Clearly, the IPS panel in the iPad offers drastically improved contrast and black levels - it's very obvious even in normal use that it blows away the iPhone.
|Display Comparison||Black Level (nits)||White Level (nits)||Contrast Ratio|
|Apple iPhone 3GS (100% Brightness)||2.5||469.2||187.7|
|Apple iPad (100% Brightness)||0.4||373.7||934.3|
|Apple iPad (50% Brightness)||0.2||149.7||748.5|
We also measured and were able to get color gamut volumes and uncalibrated Delta-E performance as well. However, we're not entirely convinced that these numbers are sound. The remote desktop software common to the iPad and iPhone 3GS we used offered 24 bit color depth at maximum, and the test results for both the iPhone 3GS and iPad turned out very similar. We're talking down to 0.01 Delta-E in some cases. For that reason, we're excluding the data we've obtained for color tracking until we're positive the numbers are right. Of course, the iPad itself remains 24-bit color, same as in previous versions of iPhone OS.
On the other hand, it's entirely possible that this is just the case, and color performance is the same between the two. In fact, an IPS panel was probably chosen in this context due to the very real viewing angle requirements for a handheld display of this size - anything else would be distracting. We're going to continue to investigate.

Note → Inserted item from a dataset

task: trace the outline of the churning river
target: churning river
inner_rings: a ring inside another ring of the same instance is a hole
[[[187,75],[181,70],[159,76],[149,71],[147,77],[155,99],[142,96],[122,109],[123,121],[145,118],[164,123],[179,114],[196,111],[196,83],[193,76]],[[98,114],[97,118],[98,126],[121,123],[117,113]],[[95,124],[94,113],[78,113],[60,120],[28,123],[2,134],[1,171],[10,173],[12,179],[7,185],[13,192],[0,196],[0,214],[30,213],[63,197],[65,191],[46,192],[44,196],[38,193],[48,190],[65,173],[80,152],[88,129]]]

Whatever the numbers say, the display is beautiful in use and blows away most others. It's brilliant in use as a photo frame, for movies, reading books, and surfing the web. I watched a movie on it, spent a few hours reading online and a copy of HG-Wells' War of the Worlds and didn't experience any eye strain, though I'll admit I don't experience any fatigue with most LCDs. If you have a definite preference for E-Ink displays, you'll probably find reading less comfortable, but the added benefit of being able to browse the web and do everything else makes it a relatively minor trade-off. On the upside, you're reading on something that's backlit, so you don't need a book light for nighttime reading.
It's refreshing to finally see Apple taking mobile computing displays seriously with an IPS panel, instead of opting for far lower quality TN panels. Let's hope this same decision to not sacrifice display quality carries over to iPhone 4G.
Of course, the multitouch aspect of the display will be familiar to anyone who has used an iPhone or recent smartphone. We tested the iPad using all ten fingers, and they all registered properly. Even on the larger screen, using all 10 fingers is as clumsy as it is stupid looking, but clearly the iPad's screen is at least 10 point capacitive multitouch.